The JVM monitors the branch execution frequencies in the code and tries to compile it accordingly, to minimize the overhead of the branching, taking the characteristics of different hardware into account. I was thinking that it might add some hints to the generated machine code to aid branch prediction, but this mail thread found in this Stack Overflow answer indicates otherwise.

So, the following experiment is to measure optimizations by both the JVM and modern hardware. The following code does something when the given number is greater or equals to zero. It's is already warmed up, both branches are taken at least a few thousand times.

public void isNonNegative(int i) {
        if (i >= 0) {
                // Do something.
        } else {
                // Do something else.
        }
}

As it can be seen on the chart above, the more predictable which branch will be taken, the better it can be optimized. The system quickly follows the changes in the trends, for example, changing from only positive numbers to only negative barely impacts the average performance.

On top of that, the JVM can detect if a branch is never taken, and in that case, it can omit it from the compiled code to reduce its size and help improve other optimizations. The compiled code contains an uncommon trap for the event of the pruned branch would be necessary. When such trap is hit, it triggers the JVM to deoptimize the code.

Optimistic nullness assertions

A common class of errors is the null pointer dereference. Trying to read the value of a null pointer causes a segmentation fault. In general, processes can handle this, or allow the OS to handle it for them, which usually results in the termination of the process.

The abnormal termination is usually not desirable, so the JVM is generously turning these signals into NullPointerExceptions. So, even if we are not explicitly checking for it, the following code is handling the case when the input String is null, and if that so, it throws an exception.

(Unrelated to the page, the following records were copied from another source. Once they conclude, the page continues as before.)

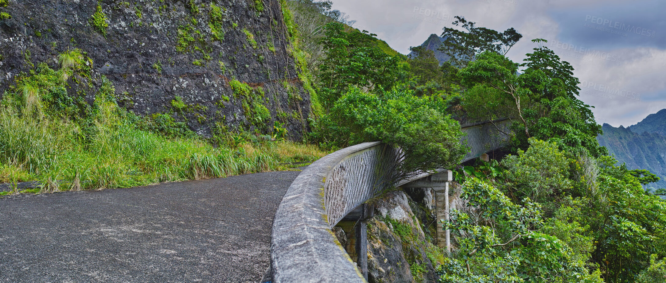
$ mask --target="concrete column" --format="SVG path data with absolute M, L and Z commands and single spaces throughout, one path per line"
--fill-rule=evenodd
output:
M 448 182 L 444 184 L 444 186 L 434 186 L 432 190 L 435 191 L 435 213 L 436 219 L 439 222 L 440 219 L 449 219 L 449 186 Z M 449 230 L 444 230 L 441 227 L 437 229 L 437 245 L 442 248 L 446 248 L 447 251 L 450 251 L 450 240 Z
M 368 280 L 368 223 L 360 220 L 356 224 L 356 253 L 358 259 L 356 263 L 363 278 Z
M 440 219 L 449 220 L 449 183 L 453 180 L 450 170 L 434 174 L 410 182 L 403 185 L 406 188 L 432 188 L 435 191 L 435 214 Z M 451 252 L 451 232 L 438 227 L 437 245 Z

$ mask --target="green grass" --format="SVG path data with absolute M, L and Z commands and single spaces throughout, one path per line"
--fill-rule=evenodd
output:
M 248 42 L 250 43 L 250 45 L 252 45 L 252 48 L 256 49 L 258 45 L 256 43 L 256 41 L 254 39 L 254 35 L 252 31 L 248 31 L 247 29 L 243 29 L 242 31 L 245 33 L 245 37 L 247 39 Z
M 3 105 L 16 104 L 12 97 L 6 96 Z M 290 142 L 214 148 L 196 137 L 168 138 L 139 129 L 115 114 L 119 109 L 113 103 L 101 107 L 95 118 L 96 134 L 86 139 L 71 121 L 35 119 L 3 107 L 0 180 L 39 180 L 41 192 L 125 188 L 284 170 L 280 163 L 312 162 L 326 154 Z
M 285 163 L 312 162 L 327 153 L 314 146 L 230 132 L 218 137 L 214 147 L 168 114 L 140 117 L 119 108 L 113 84 L 103 77 L 89 105 L 79 99 L 87 93 L 74 93 L 76 89 L 68 93 L 63 80 L 63 73 L 78 70 L 72 60 L 85 58 L 66 53 L 60 59 L 59 70 L 39 64 L 19 76 L 17 91 L 6 91 L 0 101 L 0 182 L 42 184 L 23 193 L 288 170 Z

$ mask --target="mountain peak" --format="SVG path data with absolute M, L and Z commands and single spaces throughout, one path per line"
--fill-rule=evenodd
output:
M 444 62 L 449 61 L 449 56 L 444 54 L 439 50 L 440 46 L 442 46 L 442 43 L 446 40 L 446 38 L 440 37 L 434 33 L 430 34 L 430 36 L 428 37 L 428 39 L 424 41 L 421 45 L 427 50 L 432 50 L 435 53 L 435 58 L 440 61 L 440 65 L 441 65 Z M 413 58 L 416 56 L 416 54 L 414 51 L 412 51 L 407 55 L 410 58 Z
M 642 121 L 629 127 L 632 132 L 642 133 L 643 132 L 654 133 L 666 136 L 666 109 L 647 115 Z

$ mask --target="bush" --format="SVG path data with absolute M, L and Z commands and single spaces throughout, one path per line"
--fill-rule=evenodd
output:
M 354 89 L 343 96 L 319 122 L 314 137 L 334 146 L 381 141 L 401 148 L 402 162 L 392 178 L 417 170 L 452 168 L 467 152 L 458 123 L 435 110 L 441 100 L 395 90 L 382 97 Z
M 650 256 L 650 267 L 643 270 L 636 282 L 641 283 L 663 283 L 666 282 L 666 261 L 657 260 L 657 255 Z
M 107 36 L 107 27 L 109 27 L 109 24 L 107 23 L 107 14 L 102 11 L 102 7 L 99 4 L 97 4 L 95 13 L 90 16 L 90 24 L 95 31 L 105 37 Z

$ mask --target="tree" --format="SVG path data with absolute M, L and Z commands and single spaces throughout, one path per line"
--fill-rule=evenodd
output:
M 503 186 L 516 200 L 528 197 L 549 206 L 569 192 L 569 160 L 555 142 L 531 138 L 527 151 L 518 150 L 502 161 L 507 170 Z
M 326 24 L 325 29 L 320 96 L 327 111 L 352 87 L 386 91 L 398 81 L 398 59 L 377 47 L 377 35 L 356 29 L 347 32 L 338 22 Z
M 453 168 L 467 152 L 458 121 L 437 110 L 441 99 L 420 98 L 394 89 L 379 95 L 352 89 L 318 123 L 318 137 L 344 147 L 381 141 L 400 148 L 396 181 L 420 170 Z
M 479 55 L 476 61 L 460 70 L 463 85 L 472 88 L 481 85 L 480 87 L 498 92 L 494 108 L 482 107 L 489 114 L 482 116 L 483 113 L 476 111 L 482 115 L 476 118 L 492 119 L 493 113 L 500 113 L 515 119 L 515 150 L 527 148 L 527 140 L 534 137 L 557 142 L 566 151 L 585 150 L 595 157 L 607 153 L 597 141 L 601 127 L 594 120 L 591 107 L 576 97 L 579 89 L 573 67 L 547 47 L 534 50 L 527 54 L 527 63 L 520 65 L 527 67 L 522 75 L 518 74 L 518 64 L 490 51 Z M 476 102 L 467 103 L 466 108 L 474 113 L 479 102 L 472 99 L 471 101 Z
M 446 40 L 440 50 L 450 56 L 452 64 L 460 69 L 465 68 L 477 55 L 486 51 L 505 55 L 509 49 L 523 37 L 513 27 L 500 33 L 476 27 L 476 23 L 468 21 L 464 17 L 456 16 L 456 21 L 452 24 L 467 31 L 445 27 L 442 37 Z
M 463 209 L 442 220 L 460 238 L 458 256 L 440 267 L 440 282 L 601 282 L 572 258 L 566 244 L 538 231 L 543 220 L 537 203 L 513 203 L 476 178 L 465 182 L 461 197 L 468 201 Z

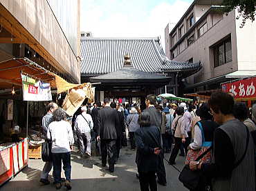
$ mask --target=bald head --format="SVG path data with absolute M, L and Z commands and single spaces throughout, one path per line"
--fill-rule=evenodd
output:
M 57 105 L 54 102 L 51 102 L 49 104 L 48 104 L 46 110 L 47 112 L 53 113 L 55 110 L 56 110 L 58 108 L 58 105 Z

public String mix(String s) {
        // if s is null then throw a NullPointerException
        return s.toLowerCase() + s.toUpperCase();
}

The implicit null-checking has a cost, but the JVM can optimistically omit it if the collected runtime profile shows that no nulls are passed to this method. The following diagram illustrates what happens to the performance characteristic of the sample program after deliberately injecting a few nulls.

The chart above illustrate what happens to the performance profile when we pass a null to a method that is generally called with non-null values.

The first time the mix method was called with a null, there was no explicit check in place because the JVM optimistically removed it after the first few thousand calls. Dereferencing that null pointer caused a segmentation fault in the compiled native code. It was expected and handled by the JVM to recover, optimize the code, and to throw a java.lang.NullPointerException. For more info about the JVM signal handling, check this guide.

Summary

It was exciting to poke the JVM and watch various optimizations altering the performance characteristics of the test programs.

I've learned some important lessons along the way from these experiments.

The first is that there is a huge gap between the code you write and the code that will execute. It's always worth to measure before and after optimizing something, and we should not solely rely on our instincts, especially when we just look the static code structure for example on a code review. Knowing the potential gain in performance might help to justify the required additional effort and code complexity.

However, measuring performance with microbenchmarks can be challenging. I've done it a couple of times, yet I vastly underestimated the effort required for this post. There is an article with some guiding principles about this topic, I recommend everyone who wants to write microbenchmarks to read it.

In real scenarios, where the network, database etc. comes into play the factors measured in this post count, but there are much more going on. Make sure to not only measure performance at the micro level but throughout the whole application, in production-like settings. I like to think to microbenchmarks as low-level units test with fuzzy results. It's good if they indicate good performance, but the end-to-end performance still needs to be tested.